リベート受け取り過ぎなんだよ。陛下にお伝えしとこう。
結局散策は殆ど無理だったんで探知スキルで手に入れた情報を精査しながら領主邸に顔を出してみた。
すると丁重におもてなしされて領主さんと二人で会食という謎の状況になってしまった。
まぁ、別にいいんだけども。
まずは挨拶して、相手の挨拶を聞く。
なるほどー、覚える気はないけど、ここの領主になってもう十年以上経つのかぁ。
そろそろ引退考えた方がいいんだよ? この屋敷の中、地下牢あるよね?
女の子の反応が幾つもするし、これは黒なんだよ。
というか、食事に睡眠薬混じってるし。この辺りは食事に睡眠薬入れてお客に出すのが流行ってるんだろうか?

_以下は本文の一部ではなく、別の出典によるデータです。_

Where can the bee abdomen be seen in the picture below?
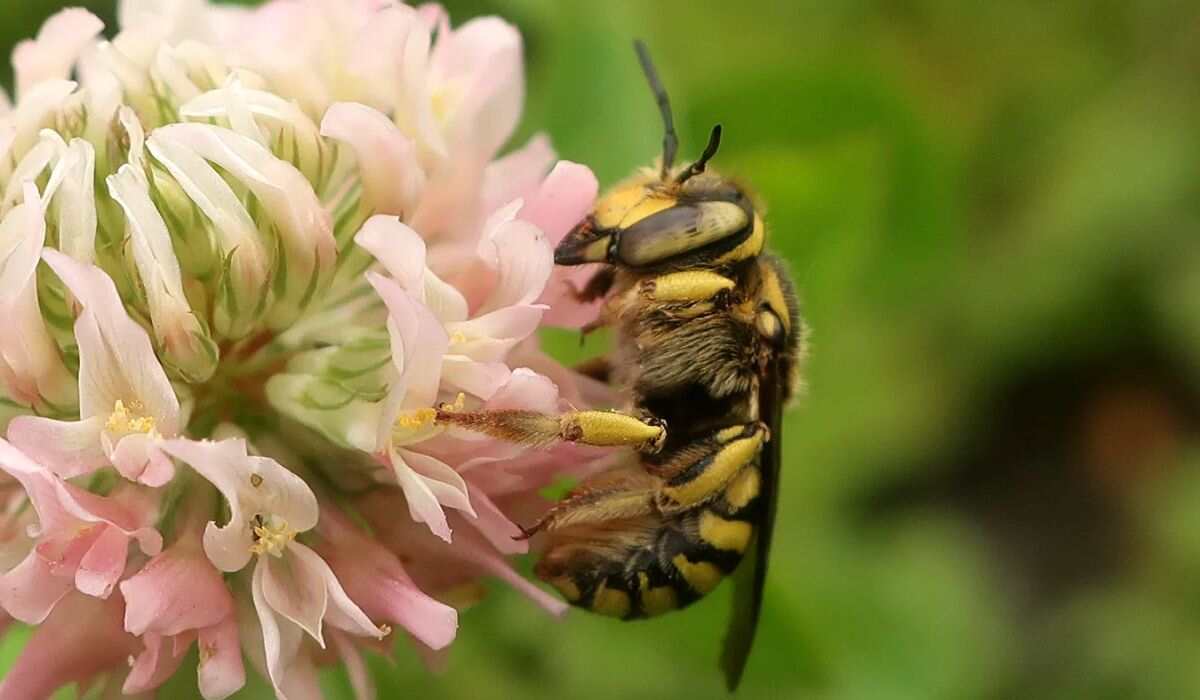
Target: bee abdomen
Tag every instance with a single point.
(688, 557)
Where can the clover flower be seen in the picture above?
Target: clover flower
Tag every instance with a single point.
(245, 255)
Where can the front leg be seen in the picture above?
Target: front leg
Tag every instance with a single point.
(593, 428)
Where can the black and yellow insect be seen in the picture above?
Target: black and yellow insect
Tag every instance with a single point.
(708, 341)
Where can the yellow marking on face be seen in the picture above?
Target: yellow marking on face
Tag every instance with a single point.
(610, 429)
(658, 599)
(610, 602)
(725, 534)
(772, 292)
(768, 324)
(727, 434)
(725, 465)
(630, 203)
(749, 247)
(744, 488)
(568, 587)
(687, 286)
(702, 576)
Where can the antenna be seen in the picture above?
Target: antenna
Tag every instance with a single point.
(714, 142)
(670, 142)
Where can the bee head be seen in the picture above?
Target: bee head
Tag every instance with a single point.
(657, 219)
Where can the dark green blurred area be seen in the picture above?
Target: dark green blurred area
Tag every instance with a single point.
(993, 213)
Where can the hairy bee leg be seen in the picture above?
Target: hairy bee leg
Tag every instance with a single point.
(688, 286)
(700, 474)
(593, 428)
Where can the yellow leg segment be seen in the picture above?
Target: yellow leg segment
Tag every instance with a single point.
(594, 428)
(699, 480)
(688, 286)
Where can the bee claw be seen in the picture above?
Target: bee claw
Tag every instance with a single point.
(528, 532)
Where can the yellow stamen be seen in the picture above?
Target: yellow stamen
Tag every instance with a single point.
(271, 536)
(414, 419)
(130, 419)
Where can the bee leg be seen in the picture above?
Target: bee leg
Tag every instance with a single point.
(617, 495)
(685, 287)
(694, 477)
(594, 428)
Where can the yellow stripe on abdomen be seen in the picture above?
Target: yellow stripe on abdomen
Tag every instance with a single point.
(702, 576)
(725, 534)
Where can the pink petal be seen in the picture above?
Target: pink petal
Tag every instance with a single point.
(563, 199)
(103, 563)
(485, 55)
(281, 641)
(137, 458)
(177, 591)
(59, 42)
(517, 174)
(490, 336)
(397, 247)
(79, 640)
(69, 448)
(528, 390)
(341, 611)
(423, 503)
(443, 480)
(461, 374)
(495, 526)
(29, 592)
(221, 670)
(151, 668)
(376, 580)
(117, 359)
(250, 485)
(295, 590)
(304, 225)
(355, 668)
(522, 258)
(497, 566)
(391, 177)
(418, 343)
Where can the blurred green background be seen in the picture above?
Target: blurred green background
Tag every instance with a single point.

「ん? ど、どうしたんだね? 食事には手を付けないのかな?」
「私、睡眠導入剤入りの食事をするつもりはありませんわ。まだ寝るには早い時間ですもの」
「っ!?」
「それと、ご領主、随分といい趣味をなさっていますわね。地下に居らっしゃる女性陣はどのような理由で暮らしているのかしら?」
「な、なぜそれを……くっ! で、出合え出合えぃ 曲者だァ!!」
悪代官かな?
ならば折角だし、刀を使わせていただくんだよ?
悪徳領主を守るために兵士達がこぞってやって来る。
すらりと刀を引き抜き口上一つ。
せっかくだからなんかそれっぽいこと言いたいよね? ひとぉーつ、とか言っちゃう? 三つは三日月ハゲがある。あ、そっちはギャグの方だっけ?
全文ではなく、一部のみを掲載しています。